Neonatale aandoeningen van de luchtwegen. Er zijn verschillende aandoeningen aan de luchtwegen die een pasgeboren baby kan krijgen wanneer hij of zij voor het eerst ademt. Kleinere premature baby’s lopen een verhoogd risico op aandoeningen zoals:

  • Neonataal ademhalingsmoeilijkheden syndroom. Premature baby’s hebben misschien niet genoeg actieve spanning in hun longen. Het surfactant systeem helpt de alveoli van de baby open te houden; zonder dit systeem klappen de longen in en kan de baby niet ademen.
  • Apneu prematuriteit. Apneu is een medische term die betekent dat iemand gestopt is met ademen. Premature apneu is een aandoening waarbij premature baby’s tijdens de slaap ongeveer 15-20 seconden stoppen met ademen. Premature apneu treedt gewoonlijk op tussen de leeftijd van 2 en 7 dagen. Hoe te vroeg de baby komt en hoe lager het gewicht van de baby, hoe groter de kans op deze aandoening.
  • Bronchopulmonale dysplasie (BPD). Bronchopulmonale dysplasie is een abnormale ontwikkeling van het longweefsel. Soms ook chronische longziekte of CLD genoemd, is het een kinderziekte die wordt gekenmerkt door ontsteking en littekenvorming in de longen. Het ontwikkelt zich het meest bij premature kinderen die geboren worden met onderontwikkelde longen.

Andere ademhalingsaandoeningen van de pasgeborene zijn:

  • Meconiumaspiratie. Meconium aspiratie treedt op wanneer een pasgeboren baby tijdens de bevalling een mengsel van meconium (de eerste uitwerpselen van de baby, meestal na de geboorte) en vruchtwater inademt (inademt). Ingeademde meconium kan de luchtwegen van de baby gedeeltelijk of volledig blokkeren.
  • Persisterende neonatale pulmonale hypertensie (PPHN).
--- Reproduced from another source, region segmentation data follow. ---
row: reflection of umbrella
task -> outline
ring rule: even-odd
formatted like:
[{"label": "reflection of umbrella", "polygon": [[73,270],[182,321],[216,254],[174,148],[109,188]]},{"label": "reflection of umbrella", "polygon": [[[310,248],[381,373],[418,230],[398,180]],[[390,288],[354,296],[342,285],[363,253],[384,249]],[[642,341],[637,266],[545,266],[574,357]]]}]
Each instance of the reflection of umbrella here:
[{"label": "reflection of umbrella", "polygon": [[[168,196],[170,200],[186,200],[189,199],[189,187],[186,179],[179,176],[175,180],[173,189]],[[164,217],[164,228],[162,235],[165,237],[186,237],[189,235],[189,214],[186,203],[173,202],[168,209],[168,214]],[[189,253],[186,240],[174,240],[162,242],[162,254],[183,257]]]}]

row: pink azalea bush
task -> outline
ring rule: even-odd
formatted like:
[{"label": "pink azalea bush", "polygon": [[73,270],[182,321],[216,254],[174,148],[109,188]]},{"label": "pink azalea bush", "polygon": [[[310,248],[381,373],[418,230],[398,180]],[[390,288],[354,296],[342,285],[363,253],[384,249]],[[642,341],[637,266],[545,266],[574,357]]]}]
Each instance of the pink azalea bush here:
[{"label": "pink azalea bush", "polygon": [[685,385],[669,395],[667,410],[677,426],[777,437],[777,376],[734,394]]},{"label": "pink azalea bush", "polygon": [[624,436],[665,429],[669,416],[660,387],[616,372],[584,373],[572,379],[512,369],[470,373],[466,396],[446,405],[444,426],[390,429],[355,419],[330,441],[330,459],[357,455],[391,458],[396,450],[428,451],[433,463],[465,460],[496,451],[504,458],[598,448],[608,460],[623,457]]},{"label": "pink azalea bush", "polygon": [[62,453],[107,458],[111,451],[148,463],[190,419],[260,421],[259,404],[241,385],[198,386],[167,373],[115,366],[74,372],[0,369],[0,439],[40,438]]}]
In utero, gaat de bloedsomloop van de baby niet door de longen. Wanneer een baby geboren wordt en begint te ademen, past het lichaam zich snel aan en begint het ademhalingsproces. PPHN ontstaat wanneer de overgang van foetale naar neonatale circulatie niet normaal verloopt. Deze aandoening kan symptomen vertonen als: snelle ademhaling, snelle hartslag, ademnood en cyanose (blauwachtige huid).
  • Transient tachypnoea neonatorum (TTN). Snelle ademhaling bij een pasgeborene (meer dan 60 ademhalingen per minuut) wordt voorbijgaande tachypneu genoemd.

Hoewel sommige aandoeningen van de luchtwegen niet kunnen worden voorkomen, kan uw kind veel chronische aandoeningen van de luchtwegen en longen voorkomen door niet te roken, uit de buurt te blijven van vervuilende en irriterende stoffen, vaak de handen te wassen om infecties te voorkomen, en regelmatig naar de dokter te gaan voor controle.

Reviewed by: Yamini Durani, MD
Review Date: October 2012

Geef een antwoord

Het e-mailadres wordt niet gepubliceerd.